Dans de tels contextes, le moment le plus dur à affronter, c’est la gestion de l’après régime ou mieux en phase terminale. Comment gérer le pays pour éviter une crise politique et sociale grave?

 

Capacité et ressources pour gérer l’après-régime

L’après-régime n’est pas dans tous les cas un moment de vide institutionnel et politique dans toutes les situations. Bien sûr, aux yeux de l’opinion publique, le régime n’a plus de légitimité. Cependant des institutions comme l’Armée et la Police ont le respect de cette opinion qui a renversé le pouvoir, surtout quand ces institutions se sont démarquées des responsables politiques. Le respect de l’opinion s’explique aussi par la recherche de la sécurité dans une période de transition où il peut y avoir des scènes de violence incontrôlable. Ce qui est intéressant à observer en Algérie et au Soudan, c’est le manque de préparation d’un processus de changement de régime. Il n’y a pas une opposition organisée contre un régime, mais plutôt des partis et des leaders politiques qui ont essayé de conquérir le pouvoir par voie électorale, qui ont joué le jeu institutionnel et politique. En Algérie l’opposition a été inexistante, aucun leader n’est intervenu. D’ailleurs, un responsable opposant, qui a perdu l’élection présidentielle contre Bouteflika, ne s’est pas porté candidat à l’élection, prévue le 14 avril 2019. Au début des soulèvements populaires contre l’augmentation du prix du pain au Soudan, le dirigeant du principal parti d’opposition Al-Oumma Sadek al-Mahdi, demandait au « président Béchir de démissionner, de dissoudre toutes les institutions constitutionnelles et de former un conseil de 25 membres pour gouverner le pays ». Omar El-Béchir a toujours refusé de quitter le pouvoir, malgré le soulèvement de la population, qui a bravé la peur de la violence policière et militaire.

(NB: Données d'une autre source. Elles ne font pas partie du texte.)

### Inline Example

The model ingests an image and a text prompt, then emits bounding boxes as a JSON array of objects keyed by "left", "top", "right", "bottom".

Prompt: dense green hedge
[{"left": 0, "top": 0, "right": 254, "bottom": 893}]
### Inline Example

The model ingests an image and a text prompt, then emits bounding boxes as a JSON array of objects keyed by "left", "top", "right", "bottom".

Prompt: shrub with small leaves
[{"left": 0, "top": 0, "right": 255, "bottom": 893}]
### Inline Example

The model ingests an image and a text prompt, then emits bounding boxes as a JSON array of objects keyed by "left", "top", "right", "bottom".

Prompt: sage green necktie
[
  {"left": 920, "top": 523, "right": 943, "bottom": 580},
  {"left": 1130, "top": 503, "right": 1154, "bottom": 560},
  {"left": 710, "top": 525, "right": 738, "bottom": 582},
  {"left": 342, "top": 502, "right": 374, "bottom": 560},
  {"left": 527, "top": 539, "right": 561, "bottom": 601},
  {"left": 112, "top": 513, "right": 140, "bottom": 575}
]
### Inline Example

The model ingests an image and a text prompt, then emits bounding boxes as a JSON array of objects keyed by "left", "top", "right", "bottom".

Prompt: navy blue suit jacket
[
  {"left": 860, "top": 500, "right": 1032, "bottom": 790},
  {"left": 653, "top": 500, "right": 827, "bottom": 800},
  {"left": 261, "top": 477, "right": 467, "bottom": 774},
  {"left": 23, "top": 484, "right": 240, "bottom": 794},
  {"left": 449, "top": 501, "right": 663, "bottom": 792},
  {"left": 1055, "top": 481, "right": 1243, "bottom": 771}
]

Trop tôt pour tirer des conclusions

Il est trop tôt pour tirer des conclusions de cette gestion, aussi bien en Algérie qu’au Soudan. Elle n’est qu’au tout début. On est encore sur la gestion de la fin du régime. En Algérie, face à la pression populaire, Bouteflika annonce sa non-candidature, annule les élections et promet une transition, qui serait menée par une conférence nationale. C’est un moyen, qui s’il est bien utilisé, peut aider la sortie de la crise et la mise en place d’un processus pour un autre régime plus ouvert et surtout participatif comme celui qui a eu lieu au Bénin et au Mali au début des années 1990. Mais pour cela il faut la concordance de beaucoup de facteurs tant politiques et de responsabilités collectives et personnelles: un régime qui accepte de déléguer ses pouvoirs, une opposition politique sérieuse et une société civile forte. Au Soudan, ce sont les hauts cadres de l’armée qui ont créé un conseil militaire pour gérer le pays. Un général proche du président déchu a pris la présidence dudit conseil. Mais c’est sans compter sur la détermination des manifestants, qui ont rejeté le coup du général Awad Ibn Auf. La question est de savoir si ces facteurs sont réunis actuellement en Algérie et au Soudan.

Certes une opposition existe dans les deux pays. Un régime illégitime, mais qui contrôle encore la vie politique et une société civile, peut-être peu organisée et peu structurée, mais qui exprime des demandes politiques et sociales. Dans les deux pays, ce sont des membres des anciens régimes qui assurent la gestion de la fin du régime. Si en Algérie, on ne sent pas le risque d’une main de l’armée sur le pouvoir, au Soudan les militaires occupent le pouvoir et proposent une transition qui dure deux ans. Les manifestants rejettent une telle proposition en maintenant la pression sur les militaires. Et sous la pression tant des manifestants que de l’Union Africaine, qui a menacé « la suspension de la participation du Soudan à toutes les activités de l’UA jusqu’au rétablissement de l’ordre constitutionnel », les dirigeants militaires changent en demandant à l’opposition de présenter un Premier ministre.

L’Afrique subsaharienne a encore beaucoup de régimes comme ceux de Bouteflika et d’El-Béchir. Le courage des populations et des diasporas algérienne et soudanaise peut-il servir d’exemple à suivre par d’autres peuples?